So I am starting to comtemplate if i am suffereing from social anxiety or something near that.. I went on a trip with a friend I was dating for about a week and barely talked. But I never talk around people unless I get to know them. I just say I'm shy. So she got mad because I wasnt talking and it made me mad just like it always does when people say that bc it seems like I talk alot but i guess not. So I told her I didn't feel comfortable and I just couldnt be myself with her. I felt like she always had something to say or was never interested in what I had to say and i told her i didnt like being judged. She started telling me that maybe i have social anxiety bc she used to be like that. So I broke down crying for a long time becuase I havent always been like this. It started in middle school. I just couldnt make friends. I became more self conscious and I didnt like teh way I looked or spoke. I didnt like my voice and I still dont. I dont speak infront of groups or with groups of friends because Im scared i will say something wrong or they will laugh. when i try, i sometime stutter on words and I twist my words around, like say one before teh other or I say the letter of another word with the wrong word if that makes sense. I always think about what I say before I speak. When someone calls me out in front of ppl I feel a hot flush come over my body and my heart beats heavy for a while. But sometimes I dont think about what Im goin to say and just speak my mind like i want. I just dont want to be like this. im 21 and i feel like i shouldnt feel awkward or shy infront of people.
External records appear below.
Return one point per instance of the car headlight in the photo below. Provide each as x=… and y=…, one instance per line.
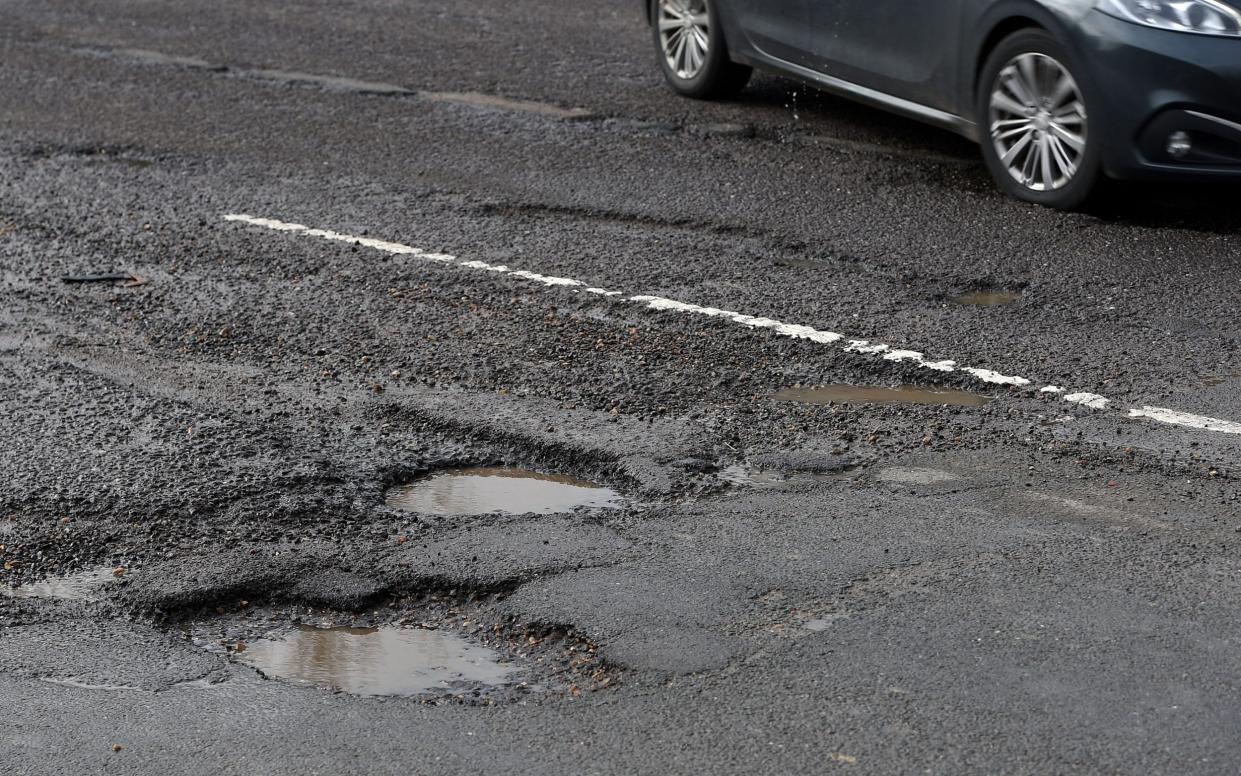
x=1201, y=16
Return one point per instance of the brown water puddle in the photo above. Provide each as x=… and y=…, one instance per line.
x=386, y=661
x=81, y=586
x=871, y=395
x=499, y=489
x=987, y=298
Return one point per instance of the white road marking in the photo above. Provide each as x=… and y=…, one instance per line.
x=1184, y=419
x=1088, y=400
x=1093, y=401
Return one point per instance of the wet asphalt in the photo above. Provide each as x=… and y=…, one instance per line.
x=1023, y=586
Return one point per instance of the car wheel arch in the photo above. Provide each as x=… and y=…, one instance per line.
x=997, y=24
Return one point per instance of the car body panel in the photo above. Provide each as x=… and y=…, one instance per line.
x=922, y=58
x=899, y=47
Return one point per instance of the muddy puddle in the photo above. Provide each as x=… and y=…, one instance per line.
x=499, y=489
x=386, y=661
x=987, y=297
x=81, y=586
x=868, y=394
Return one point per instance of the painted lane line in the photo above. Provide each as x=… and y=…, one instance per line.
x=1184, y=419
x=887, y=353
x=1088, y=400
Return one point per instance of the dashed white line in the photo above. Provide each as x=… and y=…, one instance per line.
x=1185, y=419
x=1093, y=401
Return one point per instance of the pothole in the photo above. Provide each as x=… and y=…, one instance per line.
x=81, y=586
x=499, y=489
x=987, y=297
x=434, y=648
x=868, y=394
x=376, y=661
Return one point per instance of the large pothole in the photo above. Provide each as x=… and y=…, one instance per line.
x=432, y=648
x=377, y=661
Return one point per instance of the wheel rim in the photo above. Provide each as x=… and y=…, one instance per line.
x=684, y=35
x=1038, y=122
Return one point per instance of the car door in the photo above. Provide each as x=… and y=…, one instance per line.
x=777, y=27
x=907, y=49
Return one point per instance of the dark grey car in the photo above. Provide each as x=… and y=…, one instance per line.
x=1057, y=92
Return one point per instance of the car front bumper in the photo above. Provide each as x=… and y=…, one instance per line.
x=1155, y=83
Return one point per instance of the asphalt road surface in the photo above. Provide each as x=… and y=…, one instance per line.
x=518, y=248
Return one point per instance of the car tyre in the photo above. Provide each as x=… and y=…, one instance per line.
x=1038, y=122
x=691, y=50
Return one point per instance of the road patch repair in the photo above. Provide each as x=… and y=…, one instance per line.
x=499, y=489
x=887, y=353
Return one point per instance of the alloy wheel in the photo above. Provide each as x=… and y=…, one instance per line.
x=684, y=34
x=1038, y=122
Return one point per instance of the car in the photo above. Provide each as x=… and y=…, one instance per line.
x=1059, y=93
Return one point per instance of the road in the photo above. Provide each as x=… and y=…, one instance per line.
x=381, y=239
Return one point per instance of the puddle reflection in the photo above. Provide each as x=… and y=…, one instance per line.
x=376, y=661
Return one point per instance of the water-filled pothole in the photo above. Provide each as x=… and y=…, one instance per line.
x=81, y=586
x=868, y=394
x=376, y=661
x=499, y=489
x=987, y=297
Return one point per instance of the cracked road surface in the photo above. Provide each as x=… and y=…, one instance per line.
x=359, y=242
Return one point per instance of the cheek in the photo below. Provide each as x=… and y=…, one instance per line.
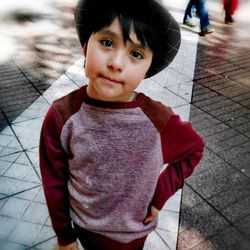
x=93, y=62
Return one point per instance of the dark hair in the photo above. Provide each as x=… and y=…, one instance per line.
x=151, y=22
I shouldnt constantly think about what ppl will think about me when i speak or what i look like. should i just seek therapy? or am i just extremely shy?
Social Anxiety. Hmm. An interesting diagnosis from your friend. Defensive in my opinion.
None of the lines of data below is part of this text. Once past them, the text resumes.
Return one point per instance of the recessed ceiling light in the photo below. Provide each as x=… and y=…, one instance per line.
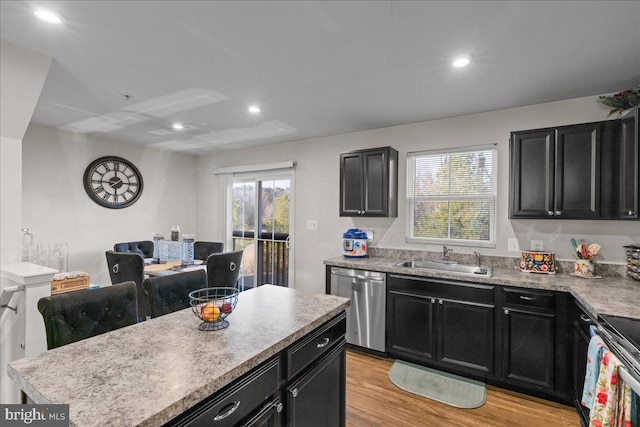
x=462, y=61
x=47, y=16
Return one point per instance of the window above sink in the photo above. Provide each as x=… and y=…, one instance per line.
x=451, y=196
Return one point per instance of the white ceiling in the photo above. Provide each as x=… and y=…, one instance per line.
x=315, y=68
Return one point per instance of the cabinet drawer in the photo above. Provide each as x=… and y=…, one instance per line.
x=536, y=300
x=303, y=353
x=229, y=407
x=441, y=288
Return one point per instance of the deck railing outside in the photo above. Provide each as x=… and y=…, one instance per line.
x=272, y=264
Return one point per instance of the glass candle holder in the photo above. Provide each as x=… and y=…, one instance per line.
x=187, y=249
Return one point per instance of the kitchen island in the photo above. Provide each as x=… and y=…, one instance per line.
x=147, y=374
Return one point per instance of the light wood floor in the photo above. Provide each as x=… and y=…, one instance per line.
x=373, y=400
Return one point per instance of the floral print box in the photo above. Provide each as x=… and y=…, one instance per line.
x=538, y=262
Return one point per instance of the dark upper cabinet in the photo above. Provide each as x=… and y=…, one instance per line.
x=567, y=172
x=369, y=183
x=630, y=165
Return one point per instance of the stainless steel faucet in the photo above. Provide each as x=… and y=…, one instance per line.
x=445, y=252
x=477, y=254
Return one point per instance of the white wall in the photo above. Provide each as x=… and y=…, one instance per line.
x=56, y=208
x=317, y=186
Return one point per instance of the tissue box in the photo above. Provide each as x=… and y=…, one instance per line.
x=69, y=284
x=538, y=262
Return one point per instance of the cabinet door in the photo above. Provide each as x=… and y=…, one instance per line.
x=630, y=166
x=577, y=171
x=465, y=335
x=351, y=184
x=376, y=182
x=529, y=349
x=318, y=397
x=411, y=325
x=532, y=168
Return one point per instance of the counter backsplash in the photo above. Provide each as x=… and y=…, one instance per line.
x=497, y=262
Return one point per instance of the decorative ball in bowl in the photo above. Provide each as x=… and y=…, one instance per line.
x=213, y=306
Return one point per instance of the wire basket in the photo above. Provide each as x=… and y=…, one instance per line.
x=212, y=306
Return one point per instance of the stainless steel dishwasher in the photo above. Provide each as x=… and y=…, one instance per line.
x=367, y=313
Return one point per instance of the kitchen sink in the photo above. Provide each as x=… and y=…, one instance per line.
x=449, y=267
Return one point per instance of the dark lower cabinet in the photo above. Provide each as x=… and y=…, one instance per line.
x=514, y=338
x=466, y=335
x=239, y=402
x=303, y=385
x=411, y=325
x=529, y=349
x=581, y=337
x=536, y=343
x=441, y=323
x=317, y=399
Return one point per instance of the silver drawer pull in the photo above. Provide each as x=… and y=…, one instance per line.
x=585, y=318
x=234, y=405
x=324, y=343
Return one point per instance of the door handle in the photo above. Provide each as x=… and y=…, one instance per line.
x=222, y=415
x=586, y=319
x=324, y=343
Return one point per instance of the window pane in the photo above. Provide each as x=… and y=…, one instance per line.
x=431, y=219
x=452, y=194
x=281, y=208
x=470, y=220
x=472, y=173
x=243, y=206
x=266, y=200
x=431, y=176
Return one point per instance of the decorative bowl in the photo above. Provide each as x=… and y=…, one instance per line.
x=213, y=306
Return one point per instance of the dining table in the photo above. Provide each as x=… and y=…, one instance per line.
x=165, y=268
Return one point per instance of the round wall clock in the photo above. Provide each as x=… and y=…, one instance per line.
x=113, y=182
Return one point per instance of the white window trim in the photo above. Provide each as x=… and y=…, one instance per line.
x=491, y=243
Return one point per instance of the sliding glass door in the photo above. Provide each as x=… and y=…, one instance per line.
x=261, y=216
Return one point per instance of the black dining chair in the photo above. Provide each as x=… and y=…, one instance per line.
x=74, y=316
x=171, y=293
x=223, y=269
x=202, y=250
x=144, y=248
x=126, y=266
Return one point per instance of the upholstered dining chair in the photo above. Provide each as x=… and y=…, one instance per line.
x=144, y=248
x=202, y=250
x=74, y=316
x=171, y=293
x=223, y=269
x=126, y=266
Focusing on the trip for a moment: I picked up on a couple of possible problems. Your friend and you in close proximity for a week. That alone can bring out the worst in both, if you are very different. Your shyness, or reticence to engage her in conversation, seems to stem from your fear of her belittling you. Your silence may have been a passive aggressive way to deal with that fear. She reacted by diagnosing you with a nervous disorder. So all did not go well.
I am sorry you were so uncomfortable on the trip, which I assume was a vacation.
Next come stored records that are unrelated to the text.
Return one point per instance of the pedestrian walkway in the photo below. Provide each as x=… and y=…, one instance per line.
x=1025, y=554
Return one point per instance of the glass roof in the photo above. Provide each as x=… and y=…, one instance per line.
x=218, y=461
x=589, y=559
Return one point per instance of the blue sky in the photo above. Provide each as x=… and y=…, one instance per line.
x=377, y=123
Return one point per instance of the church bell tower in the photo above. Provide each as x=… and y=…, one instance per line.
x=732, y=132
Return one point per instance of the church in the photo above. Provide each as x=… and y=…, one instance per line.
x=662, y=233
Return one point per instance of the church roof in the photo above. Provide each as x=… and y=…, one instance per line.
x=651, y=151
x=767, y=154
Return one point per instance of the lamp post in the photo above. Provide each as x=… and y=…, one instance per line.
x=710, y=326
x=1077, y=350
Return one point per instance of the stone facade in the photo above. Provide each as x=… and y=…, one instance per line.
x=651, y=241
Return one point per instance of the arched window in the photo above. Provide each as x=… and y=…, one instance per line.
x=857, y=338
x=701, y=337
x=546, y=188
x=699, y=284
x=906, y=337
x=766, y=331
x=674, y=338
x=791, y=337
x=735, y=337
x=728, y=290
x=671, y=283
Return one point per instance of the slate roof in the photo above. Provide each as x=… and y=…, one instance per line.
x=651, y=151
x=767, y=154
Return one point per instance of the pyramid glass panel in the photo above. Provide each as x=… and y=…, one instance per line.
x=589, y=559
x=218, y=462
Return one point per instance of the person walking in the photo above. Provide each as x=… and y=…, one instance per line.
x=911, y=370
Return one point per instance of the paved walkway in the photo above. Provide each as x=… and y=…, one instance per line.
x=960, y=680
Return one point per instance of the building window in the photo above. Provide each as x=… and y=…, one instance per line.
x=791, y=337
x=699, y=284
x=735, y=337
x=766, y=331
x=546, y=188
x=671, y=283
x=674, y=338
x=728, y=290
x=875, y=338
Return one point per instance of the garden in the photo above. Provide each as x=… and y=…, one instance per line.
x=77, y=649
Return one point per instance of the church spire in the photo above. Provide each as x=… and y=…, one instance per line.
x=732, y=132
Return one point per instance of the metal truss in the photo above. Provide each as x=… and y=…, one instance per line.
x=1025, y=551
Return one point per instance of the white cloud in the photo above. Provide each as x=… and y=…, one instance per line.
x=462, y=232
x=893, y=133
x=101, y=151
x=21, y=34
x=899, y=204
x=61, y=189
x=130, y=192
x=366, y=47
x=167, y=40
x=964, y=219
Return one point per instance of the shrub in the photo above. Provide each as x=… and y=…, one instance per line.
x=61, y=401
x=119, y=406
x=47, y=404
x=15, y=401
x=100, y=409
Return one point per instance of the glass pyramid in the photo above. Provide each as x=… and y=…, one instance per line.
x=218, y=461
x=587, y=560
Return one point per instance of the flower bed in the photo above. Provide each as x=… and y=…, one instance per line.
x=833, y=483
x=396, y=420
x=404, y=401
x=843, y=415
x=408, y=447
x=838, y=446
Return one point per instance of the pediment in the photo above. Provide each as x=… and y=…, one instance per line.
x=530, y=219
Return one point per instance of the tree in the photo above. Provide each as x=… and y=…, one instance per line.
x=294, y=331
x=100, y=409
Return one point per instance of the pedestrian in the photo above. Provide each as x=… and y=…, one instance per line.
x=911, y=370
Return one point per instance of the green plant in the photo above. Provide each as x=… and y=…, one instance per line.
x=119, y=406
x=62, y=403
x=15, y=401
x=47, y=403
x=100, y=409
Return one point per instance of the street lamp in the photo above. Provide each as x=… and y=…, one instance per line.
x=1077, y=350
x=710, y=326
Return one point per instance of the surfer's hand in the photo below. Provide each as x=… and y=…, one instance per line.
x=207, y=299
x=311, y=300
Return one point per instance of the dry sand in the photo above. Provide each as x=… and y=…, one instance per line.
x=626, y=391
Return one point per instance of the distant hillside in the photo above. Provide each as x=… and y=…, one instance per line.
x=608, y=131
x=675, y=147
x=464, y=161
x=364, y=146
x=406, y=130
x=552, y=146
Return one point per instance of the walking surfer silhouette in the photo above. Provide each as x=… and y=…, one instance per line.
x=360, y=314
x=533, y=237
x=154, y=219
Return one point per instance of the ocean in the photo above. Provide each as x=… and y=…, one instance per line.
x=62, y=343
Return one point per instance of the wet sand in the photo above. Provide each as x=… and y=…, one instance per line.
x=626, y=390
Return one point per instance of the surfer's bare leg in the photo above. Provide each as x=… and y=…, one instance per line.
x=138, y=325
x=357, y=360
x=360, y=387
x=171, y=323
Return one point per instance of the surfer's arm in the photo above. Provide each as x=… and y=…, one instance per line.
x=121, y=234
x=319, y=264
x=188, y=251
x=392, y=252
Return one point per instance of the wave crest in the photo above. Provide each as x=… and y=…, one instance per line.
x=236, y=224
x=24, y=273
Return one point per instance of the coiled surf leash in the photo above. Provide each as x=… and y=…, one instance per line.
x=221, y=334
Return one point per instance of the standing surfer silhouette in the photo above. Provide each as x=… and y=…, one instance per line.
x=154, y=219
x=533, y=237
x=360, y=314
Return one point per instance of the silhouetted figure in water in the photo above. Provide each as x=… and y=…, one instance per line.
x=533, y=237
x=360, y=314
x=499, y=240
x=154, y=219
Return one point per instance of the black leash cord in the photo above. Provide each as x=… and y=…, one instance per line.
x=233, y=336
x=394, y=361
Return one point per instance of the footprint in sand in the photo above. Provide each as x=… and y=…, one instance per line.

But, you did finally speak up and tell her how you felt. Good for you.
The larger issue is your shyness, which you say became apparent in middle school.
Shy people frequently wind up in a psychiatrist's office, complaining of problems like the ones you describe. A clinician will use the term social anxiety, a diagnosis, to advise therapy or medication to help you overcome it. I have the same difficulty, and when I was told I had 'the shy gene', refused to believe my doctor. I thought because I dressed flamboyantly, and was a free spirit in many ways, it couldn't be true...but it is.
It seems you are a shy person. That is not a bad thing at all. It is when you begin suffering from your shyness, withdrawing from people and activities that you want to do, does it become a problem. I recommend therapy for you, shy girl. Time to blossom!